Ngongba moving to Calvert Hall

March 08, 1995|By Rick Belz | Rick Belz,Sun Staff Writer

Slightly more than two years after moving to Ellicott City from the Central African Republic, looking for a better education and a chance to play basketball at a higher level, honorable-mention All-American Patrick Ngongba is on the move again.

Sometime within the next two weeks, the 18-year-old junior will leave Mount Hebron, the Howard County public school whose African-American Awareness Association brought him to the United States in December 1993.

His destination is Calvert Hall, the all-male Catholic high school in Towson, 35 miles from Ellicott City, where he lives with his guardians, Steve and Gail Williams.

Calvert Hall has re-emerged as a basketball power under coach Mark Amatucci and is ranked No. 5 this season. Amatucci could not be reached for comment.

Ngongba, a 6-foot-7, 215-pound center, who is Catholic, indicated that he is leaving Mount Hebron because of unspecified problems.

"I had a lot of conflict with my teammates. I don't want to have conflict with my teammates," said Ngongba, whose beaming smile and gentle demeanor have made him one of the most popular students at Mount Hebron.

Ngongba would not elaborate on his remarks.

His guardians also declined to be specific about the reasons for the sudden move.

"It's just a personal decision," said Gail Williams. "For his well-being we thought it was better to move him to a different situation."

She did say that if the move was not made now, then Calvert Hallwould not accept him in September.

Mount Hebron teammate Kevin Tonkins said: "We had some chemistry problems with guys not getting along this season, but it appeared to me that everyone got along with him [Ngongba]. I guess this is the right move for him. I support him."

Mount Hebron coach Scott Robinson refused to comment on why Ngongba is leaving.

"The teachers, coaches and students at Mount Hebron have put in countless hours well beyond the school day to help prepare him for his next venture," Robinson said. "He's a great kid. I wish him the best."

The Vikings had a 15-8 season and finished third in the county standings at 10-4. Heading into the final three games of the league season, Mount Hebron was tied for first place with Atholton.

For a crucial Feb. 21 game against Oakland Mills, a team that was involved in a three-way race for the county title, Ngongba did not show up to play and the Vikings lost, 72-63.

Robinson told reporters that Ngongba's guardians had called that afternoon and said that Ngongba was sick and unable to play.

Ngongba played in the next game, two days later against eventual county-champion Atholton, a game Mount Hebron also lost, 68-65.

Mount Hebron, ranked among the top 20 most of the season, finished by losing its final four games, including a 77-64 overtime upset to Howard in the first round of the Class 3A East Region playoffs.

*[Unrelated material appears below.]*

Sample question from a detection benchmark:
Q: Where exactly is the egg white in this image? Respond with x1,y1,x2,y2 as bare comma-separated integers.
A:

Ngongba averaged 17 points and 12 rebounds, with a high of 33 points in a loss to Poly.

Street and Smith's named him an honorable-mention All-American before the season, largely based on his performances during summer AAU competition and at summer camps.

Despite what would constitute a great season for most players, the prevailing attitude among opposing coaches and players was that Ngongba didn't quite live up to his preseason hype -- that his offensive skills are still raw.

"They pumped him up a lot in the paper, but he didn't show me much," said Mark Karcher of St. Frances.

Ngongba sat out most of the first half in foul trouble and scored only 11 points in the 84-60 loss to then-No. 5 St. Frances.

Mount Hebron teammate Kurt Jestes said: "He [Ngongba] developed a lot better during the summer than he did during the season."